If you do choose to sell untenanted, you are quite right that you need to give your tenant the appropriate notice. 

In this instance, a section 21 notice is the best option – section 21 is the ‘no-fault’ option, your tenant hasn’t breached the tenancy agreement in any way, so this would be the most appropriate notice to use. Issued correctly, this will give your tenant two months’ notice. 

However, this is possibly looking to change – we are expecting to see section 21 abolished soon and replaced with a ‘beefed up’ section 8 notice. One of the grounds that is expected to be added to the new S8, is for exactly this situation, if a landlord is looking to sell. However, until those changes are in place (and we can’t put a timeline on that!) it’s a S21 all the way. 

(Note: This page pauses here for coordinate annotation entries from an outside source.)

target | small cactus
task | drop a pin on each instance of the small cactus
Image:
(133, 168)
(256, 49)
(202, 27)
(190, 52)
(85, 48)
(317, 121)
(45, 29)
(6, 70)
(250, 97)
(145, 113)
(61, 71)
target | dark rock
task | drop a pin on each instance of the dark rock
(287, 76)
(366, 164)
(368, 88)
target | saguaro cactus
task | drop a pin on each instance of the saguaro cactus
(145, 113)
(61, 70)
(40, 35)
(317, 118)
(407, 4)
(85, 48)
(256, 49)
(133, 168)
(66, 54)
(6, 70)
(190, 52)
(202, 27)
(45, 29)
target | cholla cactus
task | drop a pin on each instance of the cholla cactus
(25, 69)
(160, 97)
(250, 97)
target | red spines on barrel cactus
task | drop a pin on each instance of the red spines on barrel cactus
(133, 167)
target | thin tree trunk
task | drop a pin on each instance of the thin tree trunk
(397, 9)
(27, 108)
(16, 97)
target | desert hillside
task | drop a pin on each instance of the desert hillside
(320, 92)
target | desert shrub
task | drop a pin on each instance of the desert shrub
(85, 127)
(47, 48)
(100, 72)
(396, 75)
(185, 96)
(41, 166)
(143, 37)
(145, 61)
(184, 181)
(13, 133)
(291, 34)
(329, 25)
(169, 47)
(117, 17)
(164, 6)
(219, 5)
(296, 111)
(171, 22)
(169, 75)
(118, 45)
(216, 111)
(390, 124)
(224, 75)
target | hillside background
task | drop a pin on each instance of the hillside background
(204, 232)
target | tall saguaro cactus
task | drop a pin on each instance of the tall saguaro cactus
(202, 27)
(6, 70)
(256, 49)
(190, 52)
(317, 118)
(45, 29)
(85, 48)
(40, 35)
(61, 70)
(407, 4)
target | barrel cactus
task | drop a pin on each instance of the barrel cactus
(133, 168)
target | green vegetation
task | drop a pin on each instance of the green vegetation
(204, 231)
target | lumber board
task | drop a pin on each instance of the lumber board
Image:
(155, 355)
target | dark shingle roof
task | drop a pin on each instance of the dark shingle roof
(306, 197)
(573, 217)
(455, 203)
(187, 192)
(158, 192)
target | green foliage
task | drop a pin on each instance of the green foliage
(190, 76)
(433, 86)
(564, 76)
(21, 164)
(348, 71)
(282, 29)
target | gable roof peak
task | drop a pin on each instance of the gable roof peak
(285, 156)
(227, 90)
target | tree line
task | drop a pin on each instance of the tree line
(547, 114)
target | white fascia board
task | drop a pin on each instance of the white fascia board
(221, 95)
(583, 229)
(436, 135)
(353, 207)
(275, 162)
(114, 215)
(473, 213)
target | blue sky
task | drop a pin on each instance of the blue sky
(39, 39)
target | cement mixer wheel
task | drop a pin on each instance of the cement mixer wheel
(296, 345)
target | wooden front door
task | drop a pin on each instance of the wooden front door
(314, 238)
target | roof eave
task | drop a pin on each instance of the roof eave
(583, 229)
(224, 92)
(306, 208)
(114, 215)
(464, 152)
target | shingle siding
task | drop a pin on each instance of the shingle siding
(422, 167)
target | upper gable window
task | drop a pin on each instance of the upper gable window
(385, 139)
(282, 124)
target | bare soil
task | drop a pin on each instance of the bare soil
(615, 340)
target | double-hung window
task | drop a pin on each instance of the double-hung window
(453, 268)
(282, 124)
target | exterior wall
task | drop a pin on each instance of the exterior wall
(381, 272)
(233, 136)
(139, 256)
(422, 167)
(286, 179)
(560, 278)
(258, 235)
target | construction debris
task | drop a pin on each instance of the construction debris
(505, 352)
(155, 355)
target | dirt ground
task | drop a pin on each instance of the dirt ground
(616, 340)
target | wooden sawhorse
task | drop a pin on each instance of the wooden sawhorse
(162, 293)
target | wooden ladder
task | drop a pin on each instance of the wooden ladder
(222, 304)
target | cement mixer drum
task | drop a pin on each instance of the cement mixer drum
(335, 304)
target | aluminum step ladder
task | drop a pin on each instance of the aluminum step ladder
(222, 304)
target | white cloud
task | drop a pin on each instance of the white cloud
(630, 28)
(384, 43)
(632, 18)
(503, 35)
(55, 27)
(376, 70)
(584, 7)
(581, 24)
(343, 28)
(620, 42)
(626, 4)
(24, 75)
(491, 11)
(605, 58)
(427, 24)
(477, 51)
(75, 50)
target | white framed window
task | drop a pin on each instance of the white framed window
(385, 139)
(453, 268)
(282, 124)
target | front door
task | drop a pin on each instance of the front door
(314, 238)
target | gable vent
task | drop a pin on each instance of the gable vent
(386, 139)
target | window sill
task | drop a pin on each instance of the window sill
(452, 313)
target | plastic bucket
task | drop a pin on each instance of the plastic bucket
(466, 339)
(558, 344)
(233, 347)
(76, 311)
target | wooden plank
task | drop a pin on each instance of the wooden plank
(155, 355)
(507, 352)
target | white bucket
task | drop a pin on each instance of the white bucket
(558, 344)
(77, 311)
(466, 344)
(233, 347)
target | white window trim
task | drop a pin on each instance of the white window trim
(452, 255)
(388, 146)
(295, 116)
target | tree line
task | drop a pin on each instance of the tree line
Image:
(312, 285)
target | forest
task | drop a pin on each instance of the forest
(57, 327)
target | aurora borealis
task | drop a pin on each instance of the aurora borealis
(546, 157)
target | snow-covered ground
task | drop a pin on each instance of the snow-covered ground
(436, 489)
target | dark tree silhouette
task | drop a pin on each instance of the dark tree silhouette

It is worth bearing in mind though that the sale of a property can be a lengthy process. You could consider holding off issuing notice until you have a firm offer in place – there’s no point losing rent and your tenant being turfed out if there’s no rush, is there? 

Selling tenanted

Alternatively, everyone staying put can really work out well. 

If you sell to an investor, having a reliable, settled tenant in place makes the whole situation much simpler -they don’t have the hassle of finding new tenants, and your tenant can stay in their home. 

Do bear in mind though that it isn’t simple to get a mortgage on a tenanted property, so you may limit yourself to cash buyers only. This clearly limits the market and depending on the price of your property may be a deciding factor. Also, your property is still your tenant’s home, so viewings and any meetings at the property still must be done with their permission. You must give 24 hours’ notice, and they are perfectly within their rights to refuse entry, so do try to be understanding and not bombard them with constant requests to view. 

Exterior of a house

One thing to also think about is the area your property is in. Some locations have Area 4 directives in place, which put the brakes on any development to large, tenanted units within a geographical area. If you own an HMO in this area, it is well worth considering keeping tenants in situ and selling as a going concern, as any buyer would not be allowed to convert it back to an HMO if they bought it as a standard residential property. HMO’s are likely to be in demand in the area if no more can be created, so keeping yours on the open market may be a wise move (and one that you could possibly demand a top dollar price for).